Ne pas fabriquer pour s’exposer à La Fabric, l’espace…ouvertures à la réflexion. Suivre quelques pistes, l’espace, les fleurs, la symétrie…
Le regard de Talpa
À propos d’espace
En philosophie, l’espace est le « milieu idéal indéfini dans lequel se situe l’ensemble de nos perceptions ». Il est aussi la distance comprise d’un point à un autre. L’espace sépare et relie. Il est notre espace vital mais aussi un laps de temps, une durée. Du temps perdu et retrouvé grâce à l’art. Le latin spatium signifie champ de course, arène, durée. « Ô temps, suspends ton vol… »
Intervalle
L’intervalle est la distance qui sépare deux points. L’ « espace qui isole les groupes principaux d’une ligne de bataille ».
Écart
L’écart est l’action d’écarter et le résultat de cette action. Mais aussi une « déviation par rapport à une trajectoire idéale. Une faute, une distance, une différence.
Espace, écart et distance
À bien regarder les toiles exposées à La Fabric se dessinent des pistes, une narration. Dans les approches répétées de baisers se joue une relation capitale. C’est dans l’espace entre la bouche qui embrasse l’art et l’art lui-même que se joue la vie. Semble-t-il. La répétition rejoue-t-elle à l’identique la chose, le moment, le fait répétés ? N’est-ce pas l’écart dans la répétition ou dans la symétrie qui donne vie ?
Les fleurs
Cette exposition est aussi un jardin. Du lys blanc et pur tenu par l’ange de l’Annonciation à la torche du faune qui s’enivre, aux couronnes de lauriers des angelots. Le pendant de l’ange dans la liberté prise avec la symétrie n’est pas Marie, mais un squelette. Image de vanité. Remarquez que les têtes se mort qui jalonnent l’exposition font de l’œil au visiteur. « Tu quoque… » Ailleurs les fleurs tirent en feu d’artifice la jouissance, l’orgasme. Leur fait face un concombre à moitié masqué qui jouit d’un sexe féminin. Plus loin, tableau petit mais intense. Corps féminin sans tête (dénonciation de pléonasme ?) tenant à hauteur du ventre un bouquet de fleurs : femme-ventre. Sur le mur qui fait face, le clin d’œil d’une tête de mort.
L’exotisme de la vie
Images exotiques. On pense à Verlaine en prison.
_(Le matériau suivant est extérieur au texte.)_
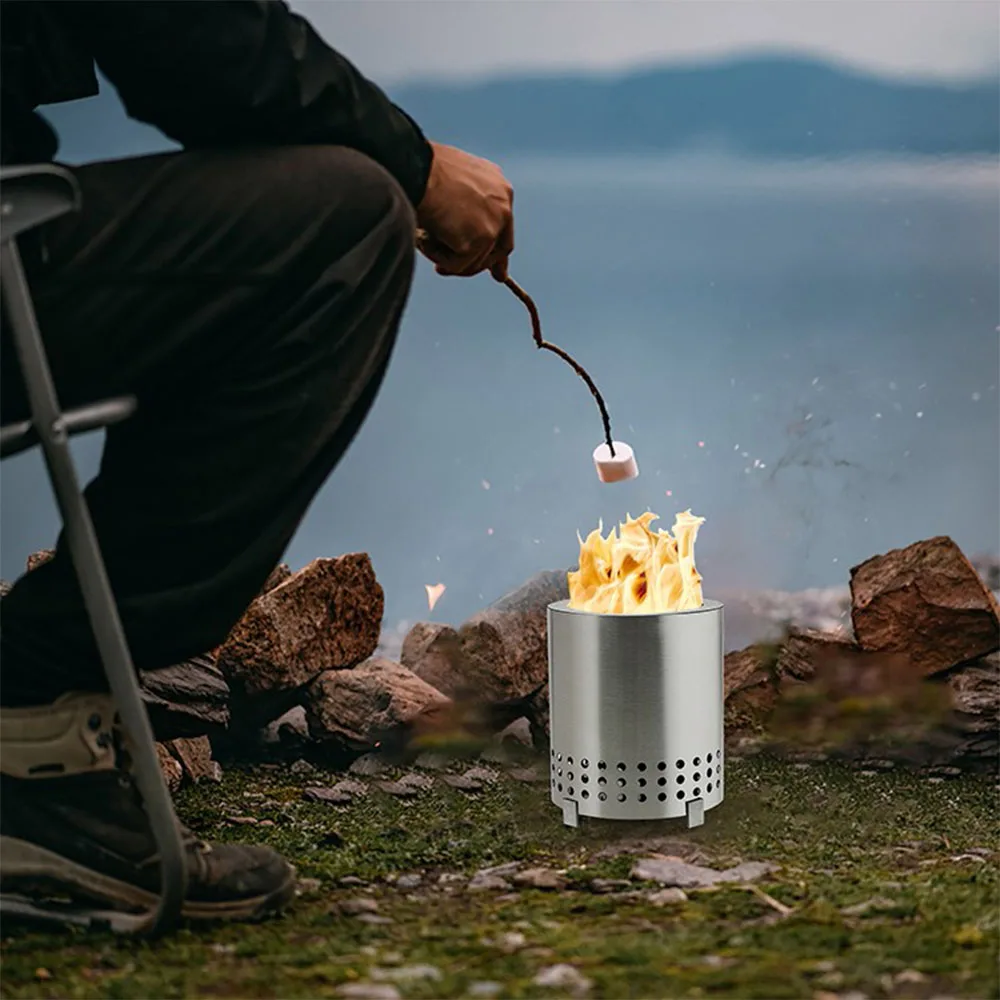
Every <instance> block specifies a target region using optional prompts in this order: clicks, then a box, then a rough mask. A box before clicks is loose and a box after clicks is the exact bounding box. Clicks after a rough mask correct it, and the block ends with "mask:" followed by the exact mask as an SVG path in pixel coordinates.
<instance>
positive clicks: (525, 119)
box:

Le ciel est, par-dessus le toit,
Si bleu, si calme !
Un arbre, par-dessus le toit,
Berce sa palme.
Gauguin prend des allures de Cranach. Dans la relation femme / homme, qui domine qui ? Écarts (à tous les sens du mot), inversions, références détournées, le voyage est permanent.
Et pour terminer
Et pour terminer ce qui peut apparaître comme un début – un vernissage- Stéphanie-Lucie Mathern apparaît au public vêtue d’une robe de mariée. Elle cite Jean Cocteau « Un vernissage est un mariage auquel la mariée n’arrive pas. » Là et pas là. Symétrie non symétrique. Espace qui éloigne et relie… Baiser d’amour et de mort. Putti, angelots, chérubins, comme collés plutôt que peints, accompagnent l’exposition. Couronne et flambeau à la main, en relation avec l’étymologie de Stéphanie, de Lucie renvoyant à la lumière de Mathern, mère de toutes ses œuvres dont cette exposition n’est qu’un reflet.
Pour en finir ?
Pour en finir, peut-être, après avoir essayé de terminer, cette formule » Se heurter à l’objet » citée par S-L M. Étymologiquement, heurter signifie « cogner à la manière d’un bélier. » Toute la question est donc » Se heurter ou bien jouer avec ? » Pour en finir, revenir au désir.